À l’issue de ce contrôle, le service vérificateur a estimé que les intéressés s’étaient livrés, à raison de ces opérations d’achat et de revente, à une activité de marchand de biens et que ces opérations devaient être soumises à la TVA (art. 257 du CGI), tandis que la plus-value réalisée par eux devait être imposée en tant que plus‑value professionnelle dans la catégorie des BIC.
Après le rejet de leur réclamation, les contribuables portent le litige devant le TA d’Amiens afin d’obtenir la décharge des droits et pénalités réclamées en conséquence. Le TA ne donnant pas droit à leur demande, ces derniers relèvent appel du jugement.

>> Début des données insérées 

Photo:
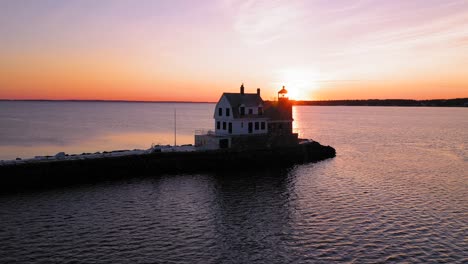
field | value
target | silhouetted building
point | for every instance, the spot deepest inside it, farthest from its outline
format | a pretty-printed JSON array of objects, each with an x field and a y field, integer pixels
[{"x": 245, "y": 121}]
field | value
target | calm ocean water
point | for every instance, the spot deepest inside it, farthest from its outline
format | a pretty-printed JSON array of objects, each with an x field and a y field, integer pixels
[{"x": 396, "y": 192}]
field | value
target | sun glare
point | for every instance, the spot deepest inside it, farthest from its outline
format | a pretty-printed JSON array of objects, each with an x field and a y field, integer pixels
[{"x": 300, "y": 83}]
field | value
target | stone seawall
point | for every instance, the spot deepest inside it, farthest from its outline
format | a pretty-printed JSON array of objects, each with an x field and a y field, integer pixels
[{"x": 66, "y": 172}]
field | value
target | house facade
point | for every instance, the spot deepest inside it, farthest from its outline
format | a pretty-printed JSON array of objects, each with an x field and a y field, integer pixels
[{"x": 243, "y": 120}]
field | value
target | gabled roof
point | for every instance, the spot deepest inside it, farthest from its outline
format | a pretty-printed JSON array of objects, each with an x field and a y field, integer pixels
[
  {"x": 283, "y": 91},
  {"x": 247, "y": 100}
]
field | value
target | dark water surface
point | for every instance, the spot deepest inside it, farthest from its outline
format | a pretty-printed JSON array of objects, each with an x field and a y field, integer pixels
[{"x": 396, "y": 192}]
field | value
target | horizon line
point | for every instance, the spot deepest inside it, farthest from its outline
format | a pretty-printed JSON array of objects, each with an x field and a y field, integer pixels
[{"x": 210, "y": 102}]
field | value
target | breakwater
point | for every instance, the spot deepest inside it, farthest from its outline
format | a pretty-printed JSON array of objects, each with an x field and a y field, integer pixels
[{"x": 67, "y": 172}]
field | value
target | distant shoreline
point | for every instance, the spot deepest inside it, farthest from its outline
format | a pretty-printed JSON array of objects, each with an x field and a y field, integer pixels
[{"x": 456, "y": 102}]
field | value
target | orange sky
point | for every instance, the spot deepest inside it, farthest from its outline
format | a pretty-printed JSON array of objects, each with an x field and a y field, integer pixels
[{"x": 186, "y": 51}]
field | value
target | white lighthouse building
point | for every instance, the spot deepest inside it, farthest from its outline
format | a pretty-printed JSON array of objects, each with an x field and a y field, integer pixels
[{"x": 240, "y": 114}]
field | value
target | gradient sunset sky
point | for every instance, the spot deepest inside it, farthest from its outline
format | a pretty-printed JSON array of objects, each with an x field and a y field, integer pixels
[{"x": 195, "y": 50}]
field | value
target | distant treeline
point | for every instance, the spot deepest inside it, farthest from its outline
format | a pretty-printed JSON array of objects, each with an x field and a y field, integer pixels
[{"x": 458, "y": 102}]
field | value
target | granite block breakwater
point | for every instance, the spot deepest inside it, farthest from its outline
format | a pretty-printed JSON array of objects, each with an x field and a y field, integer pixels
[{"x": 73, "y": 171}]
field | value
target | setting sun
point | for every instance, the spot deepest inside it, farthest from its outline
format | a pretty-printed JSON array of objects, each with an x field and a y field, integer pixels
[{"x": 300, "y": 83}]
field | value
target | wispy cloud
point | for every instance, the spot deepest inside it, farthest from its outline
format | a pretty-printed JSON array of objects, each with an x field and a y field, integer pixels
[{"x": 263, "y": 21}]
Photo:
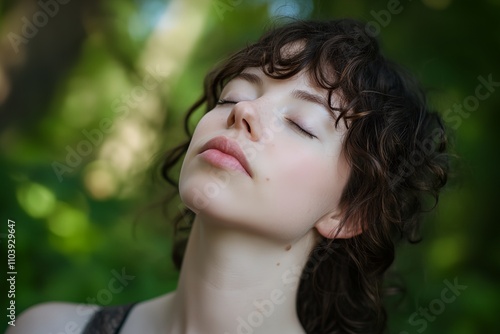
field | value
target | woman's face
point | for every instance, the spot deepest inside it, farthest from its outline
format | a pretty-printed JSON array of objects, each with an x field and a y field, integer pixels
[{"x": 267, "y": 159}]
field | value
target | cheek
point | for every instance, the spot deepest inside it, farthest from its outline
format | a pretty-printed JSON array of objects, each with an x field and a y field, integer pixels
[{"x": 306, "y": 182}]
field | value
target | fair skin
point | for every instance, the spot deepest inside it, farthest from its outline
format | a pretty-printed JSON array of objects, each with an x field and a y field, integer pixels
[{"x": 256, "y": 224}]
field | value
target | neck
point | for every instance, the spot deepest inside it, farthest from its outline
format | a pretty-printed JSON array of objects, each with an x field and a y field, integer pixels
[{"x": 235, "y": 282}]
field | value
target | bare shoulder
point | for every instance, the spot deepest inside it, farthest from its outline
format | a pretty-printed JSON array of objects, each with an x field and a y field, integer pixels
[{"x": 53, "y": 318}]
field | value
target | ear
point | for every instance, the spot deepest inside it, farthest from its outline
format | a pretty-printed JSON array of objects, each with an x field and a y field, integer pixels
[{"x": 329, "y": 224}]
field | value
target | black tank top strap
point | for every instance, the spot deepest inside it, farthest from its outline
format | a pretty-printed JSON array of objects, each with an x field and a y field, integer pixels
[{"x": 108, "y": 320}]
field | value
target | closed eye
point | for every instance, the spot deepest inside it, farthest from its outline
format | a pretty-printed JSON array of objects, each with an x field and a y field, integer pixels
[
  {"x": 301, "y": 129},
  {"x": 223, "y": 101}
]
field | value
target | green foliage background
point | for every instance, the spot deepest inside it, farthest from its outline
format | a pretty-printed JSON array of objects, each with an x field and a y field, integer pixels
[{"x": 66, "y": 79}]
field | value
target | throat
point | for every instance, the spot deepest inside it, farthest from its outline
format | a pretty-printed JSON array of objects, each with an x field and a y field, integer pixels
[{"x": 234, "y": 283}]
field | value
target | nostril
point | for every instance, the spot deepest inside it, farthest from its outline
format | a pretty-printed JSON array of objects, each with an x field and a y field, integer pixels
[{"x": 247, "y": 125}]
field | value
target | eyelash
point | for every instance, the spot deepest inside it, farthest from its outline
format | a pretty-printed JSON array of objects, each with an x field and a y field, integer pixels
[
  {"x": 301, "y": 129},
  {"x": 295, "y": 125},
  {"x": 223, "y": 101}
]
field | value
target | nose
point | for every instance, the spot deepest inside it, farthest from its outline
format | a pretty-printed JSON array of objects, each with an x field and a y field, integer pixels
[{"x": 244, "y": 117}]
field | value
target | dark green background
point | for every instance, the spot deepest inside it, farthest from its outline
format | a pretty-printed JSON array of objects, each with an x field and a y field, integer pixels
[{"x": 71, "y": 233}]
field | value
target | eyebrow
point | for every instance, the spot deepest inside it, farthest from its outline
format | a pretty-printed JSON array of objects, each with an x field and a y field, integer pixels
[{"x": 297, "y": 93}]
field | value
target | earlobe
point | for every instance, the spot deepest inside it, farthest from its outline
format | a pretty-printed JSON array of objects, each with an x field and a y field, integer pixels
[{"x": 328, "y": 227}]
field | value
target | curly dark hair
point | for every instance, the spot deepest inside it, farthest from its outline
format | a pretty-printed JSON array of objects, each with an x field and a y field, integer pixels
[{"x": 395, "y": 146}]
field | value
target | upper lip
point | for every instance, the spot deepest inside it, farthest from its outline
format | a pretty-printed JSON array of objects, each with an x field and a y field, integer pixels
[{"x": 229, "y": 147}]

Dans ce contexte, la CAA de Douai rappelle que l’application des dispositions de l’article 35 du CGI, qui définissent l’activité de « marchand de biens », est subordonnée à la double condition que les opérations (1) présentent un caractère habituel et (2) procèdent d’une intention spéculative – qui pour mémoire, ne se présume pas du seul fait du caractère habituel des opérations (CE, 2 juin 2006, n°266507. Voir également BOI-BIC-CHAMP-20-10-10-20170104 n°60 et suiv.).
En l’espèce, elle juge que :
- Les 2 opérations d’achat et de vente en litige doivent être regardées comme présentant un caractère habituel (opérations non isolées) dès lors que :
- les 2 opérations d’achat et de vente ont été réalisées sur une période allant du 2 avril 2010 au 7 mars 2011, et ont été suivies de l’achat par les intéressés, le 28 mars 2011, d’un autre terrain et de l’engagement de travaux d’édification d’un immeuble en vue d’une location sous un régime d’exonération fiscale ;
- les requérants détiennent ensemble l’intégralité du capital d’une société qui exerce l’activité de marchand de biens, de lotisseur et de promoteur immobilier.

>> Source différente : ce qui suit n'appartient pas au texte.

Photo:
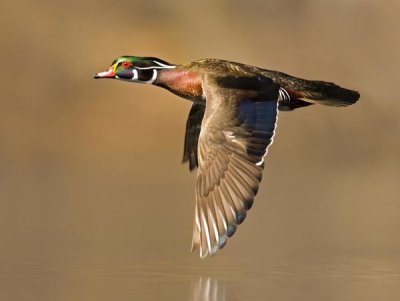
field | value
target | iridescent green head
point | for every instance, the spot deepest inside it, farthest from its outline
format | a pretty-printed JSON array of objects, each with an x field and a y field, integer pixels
[{"x": 135, "y": 69}]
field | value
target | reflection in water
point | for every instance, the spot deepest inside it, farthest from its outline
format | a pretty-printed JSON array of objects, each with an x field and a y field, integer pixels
[{"x": 208, "y": 289}]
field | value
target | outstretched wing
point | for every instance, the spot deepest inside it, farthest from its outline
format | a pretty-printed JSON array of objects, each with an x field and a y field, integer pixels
[{"x": 237, "y": 128}]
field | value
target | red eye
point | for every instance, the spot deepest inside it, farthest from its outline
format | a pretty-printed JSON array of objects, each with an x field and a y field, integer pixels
[{"x": 126, "y": 64}]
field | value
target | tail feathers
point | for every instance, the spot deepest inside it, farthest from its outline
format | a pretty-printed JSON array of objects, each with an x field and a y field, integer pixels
[
  {"x": 326, "y": 93},
  {"x": 304, "y": 92}
]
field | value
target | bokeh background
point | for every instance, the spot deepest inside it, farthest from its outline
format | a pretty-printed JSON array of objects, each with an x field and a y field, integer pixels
[{"x": 91, "y": 176}]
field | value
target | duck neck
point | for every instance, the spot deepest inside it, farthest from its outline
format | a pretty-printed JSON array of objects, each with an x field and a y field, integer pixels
[{"x": 184, "y": 83}]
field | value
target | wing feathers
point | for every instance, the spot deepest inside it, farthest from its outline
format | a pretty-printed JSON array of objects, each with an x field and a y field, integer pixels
[{"x": 235, "y": 134}]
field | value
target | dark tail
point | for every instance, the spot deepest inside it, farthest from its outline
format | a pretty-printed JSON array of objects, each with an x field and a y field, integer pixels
[
  {"x": 305, "y": 92},
  {"x": 325, "y": 93}
]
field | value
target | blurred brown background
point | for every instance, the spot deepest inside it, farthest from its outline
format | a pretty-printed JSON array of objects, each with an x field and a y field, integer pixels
[{"x": 92, "y": 169}]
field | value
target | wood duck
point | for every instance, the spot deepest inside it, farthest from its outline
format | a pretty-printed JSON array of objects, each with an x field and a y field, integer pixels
[{"x": 230, "y": 126}]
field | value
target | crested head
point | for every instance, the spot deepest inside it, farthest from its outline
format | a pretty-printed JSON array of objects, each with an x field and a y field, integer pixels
[{"x": 135, "y": 69}]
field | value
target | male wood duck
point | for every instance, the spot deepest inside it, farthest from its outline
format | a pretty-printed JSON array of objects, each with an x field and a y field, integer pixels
[{"x": 230, "y": 126}]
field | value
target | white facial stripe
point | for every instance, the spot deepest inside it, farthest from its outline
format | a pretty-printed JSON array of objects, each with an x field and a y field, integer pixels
[
  {"x": 155, "y": 67},
  {"x": 153, "y": 78},
  {"x": 163, "y": 65},
  {"x": 135, "y": 75}
]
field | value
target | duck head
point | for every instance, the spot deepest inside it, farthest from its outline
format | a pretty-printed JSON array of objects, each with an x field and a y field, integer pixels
[{"x": 135, "y": 69}]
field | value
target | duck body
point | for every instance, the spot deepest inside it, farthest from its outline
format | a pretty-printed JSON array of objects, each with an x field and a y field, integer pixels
[{"x": 230, "y": 126}]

- Les courts laps de temps – qui sont d’un peu plus de 4 mois puis de 7 jours – séparant l’acquisition des terrains, comportant chacun une maison d’habitation, de leur revente, révèlent l’intention spéculative qui animait les contribuables lorsqu’ils ont engagé ces 2 opérations. Peu importe sur ce point, le mode de financement de ces opérations, l’absence de souscription d’une garantie de dommage-ouvrage ou encore la circonstance que la maison d’habitation située sur le premier terrain, cadastré B 244, aurait été construite par l’un d’entre eux sur son temps libre. À cet égard, elle relève d’ailleurs que les requérants ne peuvent utilement soutenir, sans apporter d’élément de preuve en ce sens, qu’ils auraient eu l’intention, avant de trouver finalement un acquéreur pour l’une des deux maisons d’habitation, de donner celles-ci en location.

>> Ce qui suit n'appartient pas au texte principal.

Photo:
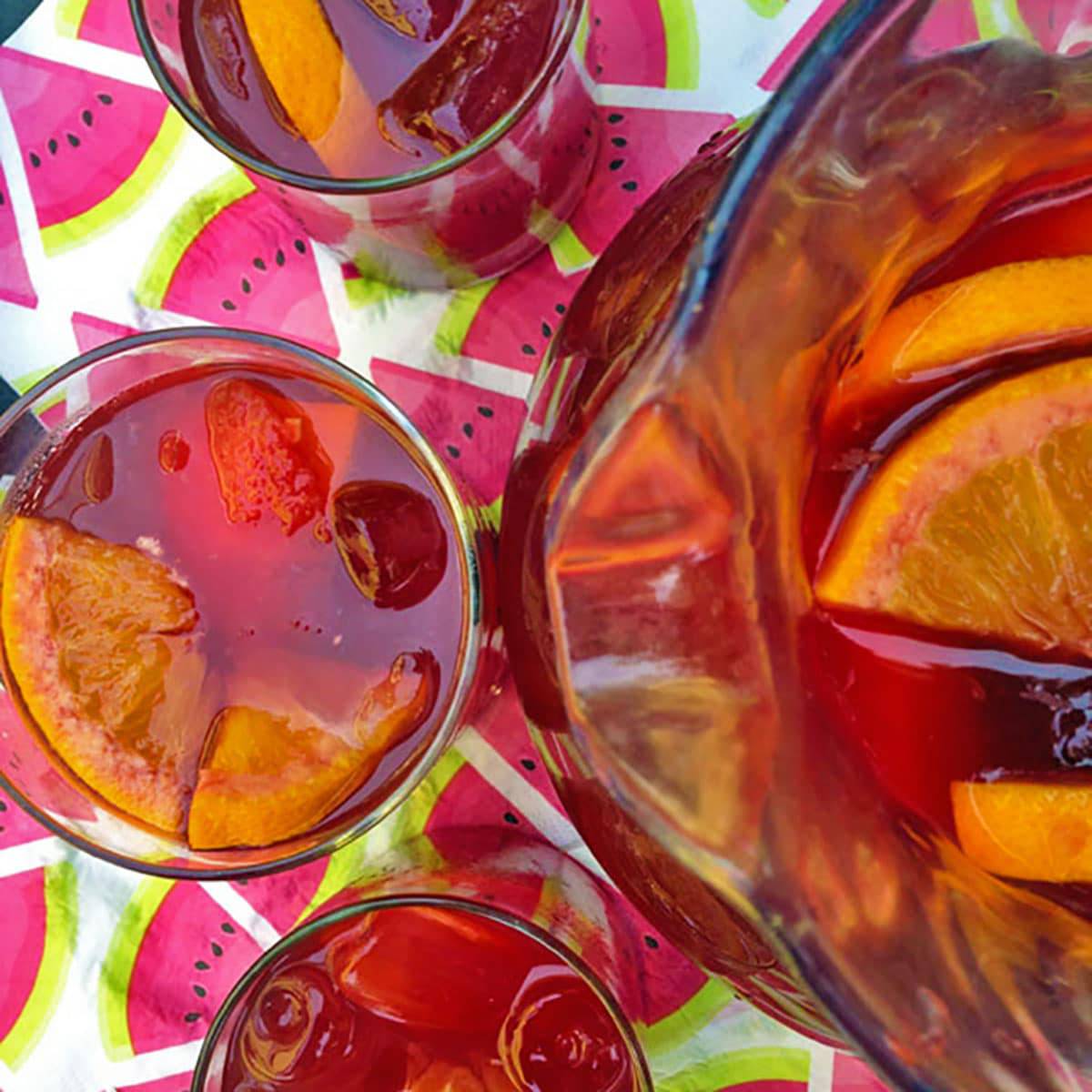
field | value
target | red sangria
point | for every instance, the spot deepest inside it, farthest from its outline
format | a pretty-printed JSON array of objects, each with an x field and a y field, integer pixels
[
  {"x": 235, "y": 595},
  {"x": 436, "y": 996}
]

Par conséquent, elle conclut que c’est à bon droit que l’administration fiscale a estimé que les 2 opérations d’achat et de revente effectuées au cours des années 2010 et 2011 constituaient, eu égard à leur caractère habituel et à l’intention spéculative qui animait leurs auteurs, l’exercice d’une activité de marchand de biens, assujettie à la TVA (CGI, art. 257), et imposable à l’IR dans la catégorie des BIC (CGI, art. 35).